Much of the tinkering has a single cause: that sweet, sweet Mac mini which caused me to reconsider the whole cable situation. Before the Mini arrived, the whole desk was cleanly focused on switching between my home and work computers, both of which were USB-C Mac laptops. Sure, it was a horrific jumble of cables and adapters, but all I needed to do when switching was unplug one cable from one computer, place the other one in the same spot, and connect the same cable again. (More on cables and the uses of the machines drifting.)
The other cause of change was more directly caused by using the Kyria: I was mainly using a mouse before, and a split keyboard at appropriate shoulder-width placement pushed it way too far to the side for comfort. I put the mouse inbetween keyboard halves for a while, but it was clear my elbows and wrists did not like that any better.
So, out came the old trackpad. Along with it came the old frustrations: installing drivers, a click working best on the lower half of the trackpad, and of course the inconvenient switching of standard Bluetooth between machines. The last part was actually my main frustration. Often, I could find a routine which let me switch with reasonable reliability, but sometimes it just failed, leaving me using some other input for one machine for the rest of the day. I found myself giving up on input switching, instead using the work laptop sitting in front of the screen, tapping on builtin keyboard, mousing around on builtin trackpad. Very convenient and quite reliable. But hey, I want to use my Kyria, right?
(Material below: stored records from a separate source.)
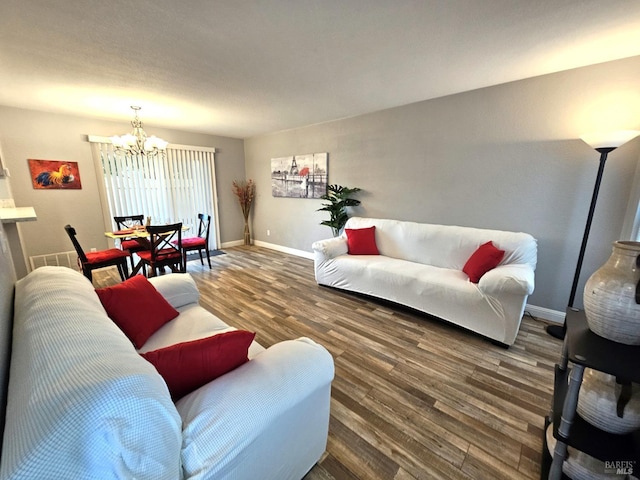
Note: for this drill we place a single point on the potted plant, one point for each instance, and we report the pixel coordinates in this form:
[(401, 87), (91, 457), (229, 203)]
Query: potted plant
[(339, 199), (245, 192)]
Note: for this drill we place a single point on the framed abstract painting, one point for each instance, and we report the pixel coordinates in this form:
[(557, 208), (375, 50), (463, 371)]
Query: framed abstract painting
[(54, 174), (299, 176)]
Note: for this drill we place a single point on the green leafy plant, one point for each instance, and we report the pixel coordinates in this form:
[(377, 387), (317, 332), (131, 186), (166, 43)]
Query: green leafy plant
[(339, 199)]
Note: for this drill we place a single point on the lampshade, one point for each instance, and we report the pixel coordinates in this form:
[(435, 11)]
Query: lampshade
[(137, 142), (609, 139)]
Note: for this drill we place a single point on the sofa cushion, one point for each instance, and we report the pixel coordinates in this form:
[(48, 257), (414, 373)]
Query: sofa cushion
[(189, 365), (137, 308), (362, 241), (179, 289), (82, 402), (485, 258)]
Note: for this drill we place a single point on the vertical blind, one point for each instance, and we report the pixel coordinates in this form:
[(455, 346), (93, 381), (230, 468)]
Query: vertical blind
[(171, 187)]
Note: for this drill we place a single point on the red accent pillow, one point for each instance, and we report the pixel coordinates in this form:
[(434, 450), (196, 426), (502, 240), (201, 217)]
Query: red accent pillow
[(137, 308), (362, 241), (485, 258), (189, 365)]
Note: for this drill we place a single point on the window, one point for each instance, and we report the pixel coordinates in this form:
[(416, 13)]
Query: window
[(172, 187)]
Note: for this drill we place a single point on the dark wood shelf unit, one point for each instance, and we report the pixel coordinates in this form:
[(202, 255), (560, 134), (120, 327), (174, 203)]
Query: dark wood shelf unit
[(591, 440), (585, 349)]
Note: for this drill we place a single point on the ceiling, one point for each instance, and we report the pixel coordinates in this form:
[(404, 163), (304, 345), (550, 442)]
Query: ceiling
[(241, 68)]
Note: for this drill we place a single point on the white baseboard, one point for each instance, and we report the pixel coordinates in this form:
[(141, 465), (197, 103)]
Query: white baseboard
[(235, 243), (553, 316), (280, 248)]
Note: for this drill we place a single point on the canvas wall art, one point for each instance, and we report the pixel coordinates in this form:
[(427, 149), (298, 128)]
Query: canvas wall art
[(299, 176), (54, 174)]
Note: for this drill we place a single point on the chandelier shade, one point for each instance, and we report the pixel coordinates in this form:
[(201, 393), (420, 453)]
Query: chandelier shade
[(137, 142)]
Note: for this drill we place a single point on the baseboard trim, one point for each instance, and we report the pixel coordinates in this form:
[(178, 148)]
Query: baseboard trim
[(280, 248), (235, 243)]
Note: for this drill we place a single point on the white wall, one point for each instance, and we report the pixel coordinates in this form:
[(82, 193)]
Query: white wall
[(26, 134), (505, 157)]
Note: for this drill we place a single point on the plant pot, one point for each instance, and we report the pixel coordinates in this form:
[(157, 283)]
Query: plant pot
[(598, 402), (610, 296), (247, 233)]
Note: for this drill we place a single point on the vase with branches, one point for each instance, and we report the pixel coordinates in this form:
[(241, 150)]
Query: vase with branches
[(339, 199), (245, 191)]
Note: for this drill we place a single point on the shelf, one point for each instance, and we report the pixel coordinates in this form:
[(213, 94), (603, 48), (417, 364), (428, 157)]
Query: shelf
[(596, 352), (589, 439)]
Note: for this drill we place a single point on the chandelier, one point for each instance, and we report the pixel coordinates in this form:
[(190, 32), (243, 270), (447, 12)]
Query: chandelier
[(137, 142)]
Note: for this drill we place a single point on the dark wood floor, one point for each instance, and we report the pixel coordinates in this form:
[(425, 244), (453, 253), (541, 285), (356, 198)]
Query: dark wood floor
[(413, 397)]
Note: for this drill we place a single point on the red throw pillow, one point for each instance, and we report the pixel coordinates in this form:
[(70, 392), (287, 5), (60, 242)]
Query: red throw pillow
[(189, 365), (137, 308), (362, 241), (485, 258)]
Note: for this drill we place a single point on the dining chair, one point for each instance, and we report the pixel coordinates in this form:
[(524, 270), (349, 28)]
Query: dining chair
[(199, 243), (104, 258), (166, 244), (131, 244)]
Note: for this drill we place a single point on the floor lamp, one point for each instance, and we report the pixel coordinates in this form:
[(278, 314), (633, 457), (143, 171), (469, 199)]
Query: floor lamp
[(602, 143)]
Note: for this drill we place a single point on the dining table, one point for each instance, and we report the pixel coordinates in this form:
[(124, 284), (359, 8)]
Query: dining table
[(138, 233)]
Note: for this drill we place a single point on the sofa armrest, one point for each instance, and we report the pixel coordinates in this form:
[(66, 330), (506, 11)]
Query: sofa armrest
[(516, 279), (330, 248), (273, 409), (179, 289)]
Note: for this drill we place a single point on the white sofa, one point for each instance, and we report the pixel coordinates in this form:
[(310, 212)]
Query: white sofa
[(420, 266), (82, 402)]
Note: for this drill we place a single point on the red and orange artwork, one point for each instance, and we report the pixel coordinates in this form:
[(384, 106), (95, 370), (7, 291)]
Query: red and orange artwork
[(54, 174)]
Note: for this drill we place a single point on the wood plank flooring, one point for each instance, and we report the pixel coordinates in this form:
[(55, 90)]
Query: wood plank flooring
[(413, 397)]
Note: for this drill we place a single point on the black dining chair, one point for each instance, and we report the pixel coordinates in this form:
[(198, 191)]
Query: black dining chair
[(166, 242), (104, 258), (199, 243), (131, 244)]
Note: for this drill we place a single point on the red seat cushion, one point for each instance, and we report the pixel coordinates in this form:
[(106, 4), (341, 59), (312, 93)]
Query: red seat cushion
[(193, 242), (362, 241), (162, 255), (137, 308), (485, 258), (106, 255), (189, 365)]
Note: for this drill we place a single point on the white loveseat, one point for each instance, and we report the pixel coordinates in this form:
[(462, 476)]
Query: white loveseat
[(83, 404), (420, 266)]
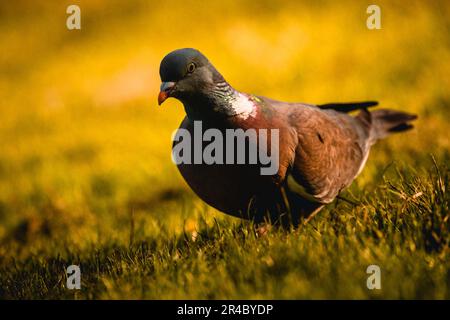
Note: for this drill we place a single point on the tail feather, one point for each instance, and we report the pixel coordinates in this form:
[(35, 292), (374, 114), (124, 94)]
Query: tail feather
[(385, 121), (349, 106)]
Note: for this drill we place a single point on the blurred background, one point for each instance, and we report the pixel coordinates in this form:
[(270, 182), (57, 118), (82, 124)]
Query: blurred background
[(84, 148)]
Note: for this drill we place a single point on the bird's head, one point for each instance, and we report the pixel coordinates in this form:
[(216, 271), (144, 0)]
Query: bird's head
[(186, 74)]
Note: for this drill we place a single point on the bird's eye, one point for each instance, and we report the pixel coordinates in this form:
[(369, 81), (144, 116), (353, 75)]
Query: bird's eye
[(191, 67)]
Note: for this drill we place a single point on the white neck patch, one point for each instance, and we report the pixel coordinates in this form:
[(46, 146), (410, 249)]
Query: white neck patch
[(243, 106)]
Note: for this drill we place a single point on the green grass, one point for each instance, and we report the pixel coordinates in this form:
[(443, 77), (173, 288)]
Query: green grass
[(402, 225), (85, 170)]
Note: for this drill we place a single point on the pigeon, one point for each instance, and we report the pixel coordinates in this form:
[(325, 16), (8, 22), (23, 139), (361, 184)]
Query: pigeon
[(321, 148)]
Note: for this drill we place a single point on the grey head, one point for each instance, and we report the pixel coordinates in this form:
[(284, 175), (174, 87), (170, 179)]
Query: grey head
[(188, 76)]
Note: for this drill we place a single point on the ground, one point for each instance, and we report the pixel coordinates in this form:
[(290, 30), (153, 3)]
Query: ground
[(86, 176)]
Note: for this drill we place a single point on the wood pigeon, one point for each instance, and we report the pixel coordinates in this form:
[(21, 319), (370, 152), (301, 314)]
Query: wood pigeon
[(321, 148)]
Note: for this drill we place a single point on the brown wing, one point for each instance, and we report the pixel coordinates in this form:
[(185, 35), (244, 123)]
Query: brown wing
[(332, 148)]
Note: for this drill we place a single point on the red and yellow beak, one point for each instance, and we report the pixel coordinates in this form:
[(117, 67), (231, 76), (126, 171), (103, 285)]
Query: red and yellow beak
[(164, 93)]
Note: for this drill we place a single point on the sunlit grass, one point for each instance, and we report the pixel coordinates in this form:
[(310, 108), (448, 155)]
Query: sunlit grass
[(85, 169)]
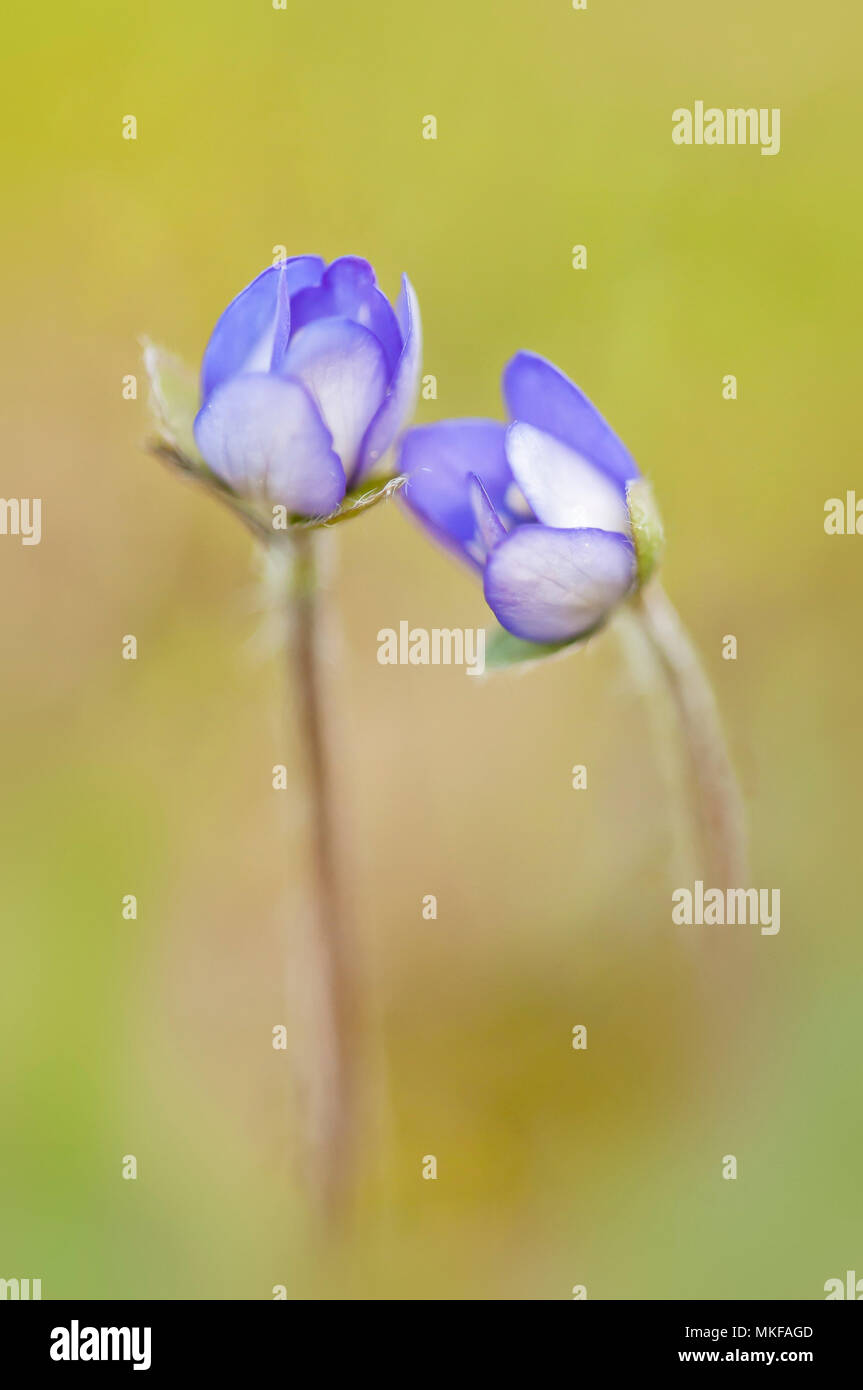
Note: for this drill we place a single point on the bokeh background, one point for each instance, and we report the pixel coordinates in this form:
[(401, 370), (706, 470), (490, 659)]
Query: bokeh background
[(153, 1037)]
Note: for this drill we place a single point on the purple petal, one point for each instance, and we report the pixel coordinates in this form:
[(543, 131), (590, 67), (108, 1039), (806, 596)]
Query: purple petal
[(549, 585), (541, 395), (242, 338), (349, 291), (400, 399), (439, 462), (266, 438), (343, 369), (563, 488), (489, 527)]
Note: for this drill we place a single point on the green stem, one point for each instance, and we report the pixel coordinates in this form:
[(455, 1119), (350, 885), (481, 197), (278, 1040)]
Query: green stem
[(716, 794), (334, 997)]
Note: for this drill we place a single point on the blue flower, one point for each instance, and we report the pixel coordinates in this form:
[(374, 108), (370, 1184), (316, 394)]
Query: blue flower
[(307, 380), (541, 506)]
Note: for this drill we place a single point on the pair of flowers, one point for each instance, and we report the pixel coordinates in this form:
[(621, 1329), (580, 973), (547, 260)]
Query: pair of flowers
[(307, 382)]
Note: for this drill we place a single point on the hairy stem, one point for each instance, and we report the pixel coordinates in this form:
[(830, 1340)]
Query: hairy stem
[(331, 1009), (716, 792)]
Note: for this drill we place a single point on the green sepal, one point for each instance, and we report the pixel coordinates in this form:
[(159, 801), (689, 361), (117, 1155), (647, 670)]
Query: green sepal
[(503, 651), (648, 531)]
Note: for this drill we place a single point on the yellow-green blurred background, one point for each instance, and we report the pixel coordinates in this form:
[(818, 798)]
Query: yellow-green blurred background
[(259, 127)]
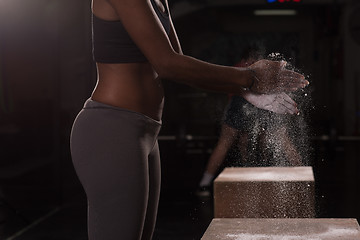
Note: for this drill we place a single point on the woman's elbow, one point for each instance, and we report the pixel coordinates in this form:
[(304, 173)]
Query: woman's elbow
[(166, 66)]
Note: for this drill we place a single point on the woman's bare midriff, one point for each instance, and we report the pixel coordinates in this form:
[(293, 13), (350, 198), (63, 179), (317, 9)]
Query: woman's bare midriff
[(132, 86)]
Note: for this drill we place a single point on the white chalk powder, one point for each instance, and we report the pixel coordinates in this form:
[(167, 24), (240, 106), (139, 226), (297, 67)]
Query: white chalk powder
[(330, 234)]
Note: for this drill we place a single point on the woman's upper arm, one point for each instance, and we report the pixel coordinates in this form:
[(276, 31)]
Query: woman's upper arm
[(173, 35), (145, 29)]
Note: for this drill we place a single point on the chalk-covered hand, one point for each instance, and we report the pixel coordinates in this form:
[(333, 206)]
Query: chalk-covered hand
[(278, 102), (272, 77)]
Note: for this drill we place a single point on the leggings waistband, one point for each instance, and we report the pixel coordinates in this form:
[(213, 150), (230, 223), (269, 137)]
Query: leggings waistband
[(92, 104)]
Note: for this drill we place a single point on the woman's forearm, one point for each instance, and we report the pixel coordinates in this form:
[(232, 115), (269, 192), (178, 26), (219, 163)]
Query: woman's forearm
[(196, 73)]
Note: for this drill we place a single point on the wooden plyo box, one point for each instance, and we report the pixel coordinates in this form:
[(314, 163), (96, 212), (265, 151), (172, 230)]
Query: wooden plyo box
[(265, 192), (282, 229)]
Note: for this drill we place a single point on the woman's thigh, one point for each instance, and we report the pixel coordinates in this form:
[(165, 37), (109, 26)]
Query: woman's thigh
[(112, 165)]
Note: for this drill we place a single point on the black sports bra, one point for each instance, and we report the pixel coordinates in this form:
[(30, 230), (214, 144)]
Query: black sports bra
[(112, 44)]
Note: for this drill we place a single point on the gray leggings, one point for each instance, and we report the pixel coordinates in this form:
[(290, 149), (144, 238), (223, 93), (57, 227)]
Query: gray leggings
[(116, 157)]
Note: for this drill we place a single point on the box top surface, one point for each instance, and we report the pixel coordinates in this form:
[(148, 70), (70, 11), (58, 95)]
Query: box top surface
[(282, 229), (266, 174)]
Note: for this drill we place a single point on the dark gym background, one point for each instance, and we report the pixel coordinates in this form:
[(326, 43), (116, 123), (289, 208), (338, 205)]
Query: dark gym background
[(47, 72)]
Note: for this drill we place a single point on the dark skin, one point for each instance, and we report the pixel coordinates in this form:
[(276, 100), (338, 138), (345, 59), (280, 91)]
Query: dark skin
[(137, 86)]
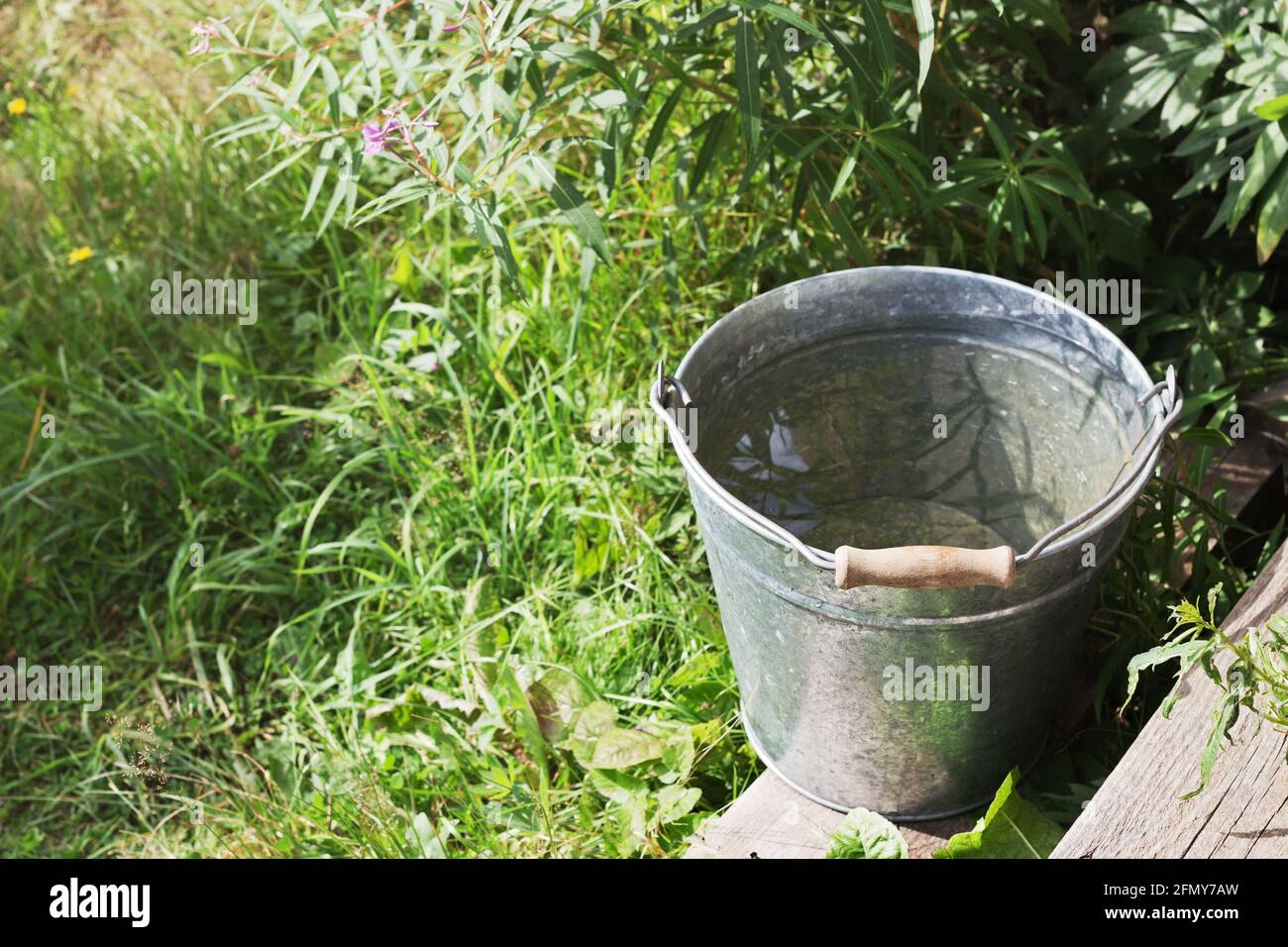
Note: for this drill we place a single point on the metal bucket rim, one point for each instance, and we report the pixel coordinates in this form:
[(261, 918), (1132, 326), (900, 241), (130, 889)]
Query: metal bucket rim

This, plus an eagerness to also use a trackpad with my Ipad, made me buy a somewhat discounted Magic trackpad. I imagined device switching would be much easier with Apple's own devices, but this might have been misguided. The excellent utility Airbuddy has support for "handing over" a mouse or trackpad between computers, which I have not yet played with, but going between computer and Ipad might still require the classic pairing waltz. In any case, the trackpad is nice and large and goes well with a split keyboard. (Otherwise I so far find myself liking the trackpad less than I expected, but that is probably a text of its own.)
What I want out of my desktop setup is to be able to switch between Mac min and work Macbook with a minimum of reconnections, yet preferably while using the same input devices for both.
I fear this will, somehow, end up with me purchasing more adapters, docks, or dongles.
I could make connections easy by turning the Mini to expose the back. But come on, expose cables like that? One has to have limits.
Oh, and I would love the desk to be as clean as possible, too.
How do I feel about the Kyria this far along?
To start: I think the split has done me quite a bit of good. I feel like my neck, arms and wrists have much fewer days of aches or other complaints. Straight win there.
I also feel encouraged to try and keep my hands on the keyboard even more, and to try and improve my finger placement. I still do not feel fast or natural typing on this keyboard. I know where everything I need is, but many things feel much more like requiring active thought than being in muscle memory. My feeling is that I would still be faster on my Let's split if I brought it home now.
But, I have to note that this keyboard has changed both physical and programmed keyboard layout much more than any previous board. The thumb clusters makes everything different, and trying to find ways to capitalize on that has meant further changes to the layout. I am hopeful that I can find even more improvements going forward, because I am not making full use of all the buttons yet.
Somewhat to my horror, I have also started wondering if perhaps I would prefer slightly lighter switches … The scary part is of course that this would require me to disassemble, de-solder all the current switches, then put new ones in place. That is major enough to not appeal to me at all. Yet.